Re: [PATCH V2 5/5] blk-mq: Wait for for hctx inflight requests on CPU unplug

From: Ming Lei <tom.leiming@gmail.com>
To: Ming Lei <ming.lei@redhat.com>
Cc: John Garry <john.garry@huawei.com>, Jens Axboe <axboe@kernel.dk>,
	"Martin K . Petersen" <martin.petersen@oracle.com>,
	linux-block <linux-block@vger.kernel.org>,
	James Bottomley <James.Bottomley@hansenpartnership.com>,
	Linux SCSI List <linux-scsi@vger.kernel.org>,
	Bart Van Assche <bvanassche@acm.org>,
	Hannes Reinecke <hare@suse.com>,
	Keith Busch <keith.busch@intel.com>,
	Thomas Gleixner <tglx@linutronix.de>,
	Don Brace <don.brace@microsemi.com>,
	Kashyap Desai <kashyap.desai@broadcom.com>,
	Sathya Prakash <sathya.prakash@broadcom.com>,
	Christoph Hellwig <hch@lst.de>
Subject: Re: [PATCH V2 5/5] blk-mq: Wait for for hctx inflight requests on CPU unplug
Date: Thu, 30 May 2019 12:11:17 +0800	[thread overview]
Message-ID: <CACVXFVN729SgFQGUgmu1iN7P6Mv5+puE78STz8hj9J5bS828Ng@mail.gmail.com> (raw)
In-Reply-To: <20190530022810.GA16730@ming.t460p>

On Thu, May 30, 2019 at 10:28 AM Ming Lei <ming.lei@redhat.com> wrote:
>
> On Wed, May 29, 2019 at 05:10:38PM +0100, John Garry wrote:
> >
> > > >
> > > > And we should be careful to handle the multiple reply queue case, given the queue
> > > > shouldn't be stopped or quieseced because other reply queues are still active.
> > > >
> > > > The new CPUHP state for blk-mq should be invoked after the to-be-offline
> > > > CPU is quiesced and before it becomes offline.
> > >
> > > Hi John,
> > >
> >
> > Hi Ming,
> >
> > > Thinking of this issue further, so far, one doable solution is to
> > > expose reply queues
> > > as blk-mq hw queues, as done by the following patchset:
> > >
> > > https://lore.kernel.org/linux-block/20180205152035.15016-1-ming.lei@redhat.com/
> >
> > I thought that this patchset had fundamental issues, in terms of working for
> > all types of hosts.
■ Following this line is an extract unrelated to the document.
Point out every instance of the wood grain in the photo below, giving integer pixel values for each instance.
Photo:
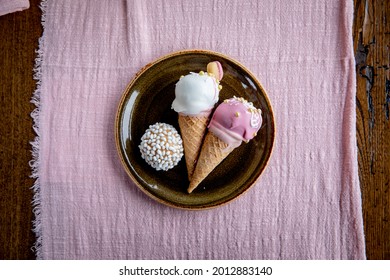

FYI, I did the backport of latest hisi_sas_v3 to v4.15
>
> Could you explain it a bit about the fundamental issues for all types of
> host?
>
> It is just for hosts with multiple reply queues, such as hisi_sas v3,
> megaraid_sas, mpt3sas and hpsa.
>
> > with this patchset (as you may have noticed in my git send mistake), but we
> > have not got to test it yet.
> >
> > On a related topic, we did test exposing reply queues as blk-mq hw queues
> > and generating the host-wide tag internally in the LLDD with sbitmap, and
> > unfortunately we were experiencing a significant performance hit, like 2300K
> > -> 1800K IOPs for 4K read.
> >
> > We need to test this further. I don't understand why we get such a big hit.
>
> The performance regression shouldn't have been introduced in theory, and it is
> because blk_mq_queue_tag_busy_iter() iterates over the same duplicated tags multiple
> times, which can be fixed easily.
>
> >
> > >
> > > In which global host-wide tags are shared for all blk-mq hw queues.
> > >
> > > Also we can remove all the reply_map stuff in drivers, then solve the problem of
> > > draining in-flight requests during unplugging CPU in a generic approach.
> >
> > So you're saying that removing this reply queue stuff can make the solution
> > to the problem more generic, but do you have an idea of the overall
> > solution?
>
> 1) convert reply queue into blk-mq hw queue first
>
> 2) then all drivers are in same position wrt. handling requests vs.
> unplugging CPU (shutdown managed IRQ)
>
> The current handling in blk_mq_hctx_notify_dead() is actually wrong,
> at that time, all CPUs on the hctx are dead, blk_mq_run_hw_queue()
> still dispatches requests on driver's hw queue, and driver is invisible
> to DEAD CPUs mapped to this hctx, and finally interrupt for these
> requests on the hctx are lost.
>
> Frankly speaking, the above 2nd problem is still hard to solve.
>
> 1) take_cpu_down() shutdown managed IRQ first, then run teardown callback
> for states in [CPUHP_AP_ONLINE, CPUHP_AP_OFFLINE) on the to-be-offline
> CPU
>
> 2) However, all runnable tasks are removed from the CPU in the teardown
> callback for CPUHP_AP_SCHED_STARTING, which is run after managed IRQs
> are shutdown. That said it is hard to avoid new request queued to
> the hctx with all DEAD CPUs.
>
> 3) we don't support to freeze queue for specific hctx yet, or that way
> may not be accepted because of extra cost in fast path
>
> 4) once request is allocated, it should be submitted to driver no matter
> if CPU hotplug happens or not. Or free it and re-allocate new request
> on proper sw/hw queue?

That looks doable, we may steal bios from the old in-queue request, then
re-submit them via generic_make_request(), and finally free the old request,
but RQF_DONTPREP has to be addressed via one new callback.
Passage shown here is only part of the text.